「自己株式の取得、配当」

法務

皆様、こんにちは、カンボジア駐在員の公認会計士の熊谷です。今週もカンボジアの会社法について、皆様にわかりやすくご説明させていただきたいと思います。

 

カンボジアにおいても会社は、自己株式の取得を行うことができます。あらかじめ定款に定まれた内容に基づき、取締役が意思決定を行い、実行することができます。しかし、自己株式の取得は実質的には、資本の払い戻しとなるので制限があります。

また配当に関しても、株主総会の普通決議で承認を受けた後に取締役が定款に基づいて実行することできます。

自己株式、配当に関しても減資の際と同じように以下の条件を満たす場合を無効となります。

(1)  実行後に会社が支払不能の状況に陥る場合

(2) 実行後に会社財産の換価可能な価値が合計債務額を下回る状況に陥る場合

 

 

 

第155条(自己株式の取得)

1会社は、定款の定めに基づき、自己株式を取得すること又は株式を償還することができる。

2会社は、常時、1種類以上の、完全な議決権を有し、償還又は売却義務が付されていない株式を発行していなければならない。

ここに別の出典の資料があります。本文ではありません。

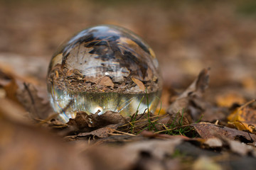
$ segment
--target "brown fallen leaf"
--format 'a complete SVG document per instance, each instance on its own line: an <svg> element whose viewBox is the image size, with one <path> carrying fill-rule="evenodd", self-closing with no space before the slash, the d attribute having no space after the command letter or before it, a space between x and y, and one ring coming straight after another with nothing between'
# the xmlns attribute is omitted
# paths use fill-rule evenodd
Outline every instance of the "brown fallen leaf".
<svg viewBox="0 0 256 170"><path fill-rule="evenodd" d="M109 76L103 76L95 82L99 85L114 87L114 84Z"/></svg>
<svg viewBox="0 0 256 170"><path fill-rule="evenodd" d="M222 140L228 143L231 152L242 156L251 154L254 157L256 157L256 149L255 147L247 145L245 143L229 140L225 137L222 137Z"/></svg>
<svg viewBox="0 0 256 170"><path fill-rule="evenodd" d="M123 147L96 145L85 152L85 159L89 159L94 166L92 169L145 169L149 166L151 167L146 169L166 169L169 161L171 160L168 158L181 142L182 140L178 137L140 140Z"/></svg>
<svg viewBox="0 0 256 170"><path fill-rule="evenodd" d="M216 125L215 124L201 122L191 125L203 139L210 139L224 136L230 140L238 140L244 142L253 142L256 141L255 134L248 133L236 129L225 126Z"/></svg>
<svg viewBox="0 0 256 170"><path fill-rule="evenodd" d="M206 144L209 147L223 147L223 142L221 140L214 137L214 138L208 138L205 142L203 142L204 144Z"/></svg>
<svg viewBox="0 0 256 170"><path fill-rule="evenodd" d="M74 119L70 119L67 124L73 127L75 130L91 132L95 128L101 128L109 125L116 124L122 125L127 123L127 120L119 113L107 111L102 115L87 114L85 112L78 112Z"/></svg>
<svg viewBox="0 0 256 170"><path fill-rule="evenodd" d="M31 84L23 83L23 88L18 89L17 98L26 108L33 119L44 120L53 113L48 98L38 95L38 89Z"/></svg>
<svg viewBox="0 0 256 170"><path fill-rule="evenodd" d="M220 165L214 162L213 159L202 156L199 157L196 162L193 164L192 169L193 170L221 170L223 168Z"/></svg>
<svg viewBox="0 0 256 170"><path fill-rule="evenodd" d="M0 108L0 169L92 169L87 159L60 138L8 117L18 114L14 107L6 112Z"/></svg>
<svg viewBox="0 0 256 170"><path fill-rule="evenodd" d="M107 137L110 136L110 133L114 132L117 130L119 124L109 125L104 128L99 128L95 130L92 130L90 132L82 132L76 135L76 137L85 137L88 136L96 136L100 138Z"/></svg>
<svg viewBox="0 0 256 170"><path fill-rule="evenodd" d="M201 113L189 113L190 106L195 98L201 98L205 89L208 87L209 79L209 69L203 69L197 79L185 90L167 109L167 113L172 116L176 124L178 124L178 120L183 117L183 125L188 125L193 122L193 118L198 118ZM192 105L193 106L193 105ZM191 111L192 113L192 111Z"/></svg>
<svg viewBox="0 0 256 170"><path fill-rule="evenodd" d="M216 96L217 105L220 107L231 107L235 103L242 105L245 102L242 96L235 92L227 92Z"/></svg>
<svg viewBox="0 0 256 170"><path fill-rule="evenodd" d="M134 81L139 86L139 89L143 91L145 90L145 86L140 80L135 79L134 77L132 77L131 79L132 81Z"/></svg>

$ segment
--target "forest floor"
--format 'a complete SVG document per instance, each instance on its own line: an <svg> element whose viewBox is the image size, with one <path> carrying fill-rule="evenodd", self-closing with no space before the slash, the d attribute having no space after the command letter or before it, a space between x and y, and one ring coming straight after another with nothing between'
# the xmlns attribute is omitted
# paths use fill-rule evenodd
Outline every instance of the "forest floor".
<svg viewBox="0 0 256 170"><path fill-rule="evenodd" d="M254 1L0 1L0 169L255 169L255 20ZM50 58L97 24L129 28L154 50L156 115L107 113L86 130L82 113L53 118Z"/></svg>

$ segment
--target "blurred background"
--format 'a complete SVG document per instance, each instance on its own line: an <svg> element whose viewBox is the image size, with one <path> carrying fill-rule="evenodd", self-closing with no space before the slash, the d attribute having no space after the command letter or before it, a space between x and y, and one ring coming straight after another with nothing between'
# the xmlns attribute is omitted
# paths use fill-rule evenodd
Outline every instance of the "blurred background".
<svg viewBox="0 0 256 170"><path fill-rule="evenodd" d="M121 26L144 39L169 89L184 89L210 67L208 100L223 91L256 96L253 0L1 0L0 63L43 84L58 46L97 24Z"/></svg>

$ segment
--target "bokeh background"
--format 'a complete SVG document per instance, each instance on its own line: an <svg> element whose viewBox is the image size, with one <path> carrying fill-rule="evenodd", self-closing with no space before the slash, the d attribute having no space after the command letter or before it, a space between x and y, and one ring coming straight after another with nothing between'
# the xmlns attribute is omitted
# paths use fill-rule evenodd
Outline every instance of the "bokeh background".
<svg viewBox="0 0 256 170"><path fill-rule="evenodd" d="M210 67L208 100L223 93L256 96L253 0L1 0L0 63L44 82L58 46L97 24L121 26L144 39L166 87L184 89Z"/></svg>

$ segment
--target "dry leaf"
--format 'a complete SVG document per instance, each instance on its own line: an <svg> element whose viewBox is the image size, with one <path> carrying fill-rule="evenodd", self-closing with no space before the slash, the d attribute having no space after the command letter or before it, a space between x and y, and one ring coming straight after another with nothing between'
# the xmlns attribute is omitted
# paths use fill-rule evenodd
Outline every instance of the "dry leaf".
<svg viewBox="0 0 256 170"><path fill-rule="evenodd" d="M194 170L222 170L220 165L215 163L213 160L205 156L199 157L193 164Z"/></svg>
<svg viewBox="0 0 256 170"><path fill-rule="evenodd" d="M210 139L218 136L225 136L230 140L240 140L243 142L253 142L256 141L255 134L248 133L225 126L216 125L212 123L201 122L191 125L199 135L203 139Z"/></svg>
<svg viewBox="0 0 256 170"><path fill-rule="evenodd" d="M192 115L188 113L187 109L193 101L196 98L201 98L208 84L208 69L203 69L198 78L189 86L189 87L183 92L167 109L167 113L172 116L176 124L178 124L178 120L183 117L183 125L188 125L193 122L193 117L198 117L200 112L195 113ZM183 115L182 115L183 114Z"/></svg>
<svg viewBox="0 0 256 170"><path fill-rule="evenodd" d="M114 87L114 84L109 76L103 76L102 78L97 80L95 83L99 85Z"/></svg>
<svg viewBox="0 0 256 170"><path fill-rule="evenodd" d="M74 147L36 127L0 119L0 128L1 169L92 169Z"/></svg>
<svg viewBox="0 0 256 170"><path fill-rule="evenodd" d="M231 107L233 104L242 104L245 99L240 95L233 92L222 94L216 96L216 103L220 107Z"/></svg>
<svg viewBox="0 0 256 170"><path fill-rule="evenodd" d="M23 84L23 89L17 91L17 98L33 119L46 119L53 113L46 98L38 95L38 90L31 84Z"/></svg>
<svg viewBox="0 0 256 170"><path fill-rule="evenodd" d="M114 125L109 125L104 128L92 130L90 132L82 132L76 135L75 137L85 137L88 136L97 136L97 137L102 138L107 137L110 136L110 133L114 132L114 130L117 130L119 125L114 124Z"/></svg>
<svg viewBox="0 0 256 170"><path fill-rule="evenodd" d="M255 132L256 110L247 107L247 105L255 102L251 101L240 108L235 109L228 117L229 124L234 125L240 130L249 130Z"/></svg>
<svg viewBox="0 0 256 170"><path fill-rule="evenodd" d="M134 77L132 77L131 79L132 81L134 81L139 86L139 89L143 91L145 90L145 86L140 80L135 79Z"/></svg>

3株主は、株式が償還された場合、償還金の支払いを受ける代わりとして、会社に株式を引き渡す義務を負う。この場合において、株主が株式を引き渡さないときは、会社は、償還金を銀行の別の口座に預入し、株主に対して書面でその旨を通知することができる。会社は、償還金の預入と同時に、帳簿及び記録から当該株式を抹消しなければならない。ただし、会社は、次に掲げる状況が生じると信ずるに足りる合理的な理由がある場合、自己株式の取得又は株式償却のための支払いを行うことができない。

 (1)自己株式の取得又は株式償還の対価の支払い後、会社が支払不能に陥る状況

(2)自己株式の取得又は株式償還の対価の支払い後の会社財産の換価可能な価値が合計債務額を下回る状況

4会社が取得した、償還した又はその他の方法で取得した株式は消却しなければならない。ただし、定款において発行可能株式総数が制限されている場合、当該株式を未発行の株式の状態に戻すことができる。

第157条(配当宣言)

1取締役は、定款が定める制限に従い、剰余金又は純利益から配当を行うことができる。

2取締役は、配当を行うことができる会社資金の中から、業務に使用するための特別準備金を積み立てることができる。

第158条(配当に対する制限)

会社は、次に掲げる状況が生じると信ずるに足りる合理的な理由がある場合、配当宣言及び配当を行ってはならない。

(a)配当後に会社が支払不能に陥る状況

(b)配当後の会社財産の換価な価値が合計債務額を下回る状況

 

 

 

 

今週は以上です。

上記の点でご質問ございましたら kumagai.keisuke@tokyoconsultinggroup.com

までお気軽にご連絡ください。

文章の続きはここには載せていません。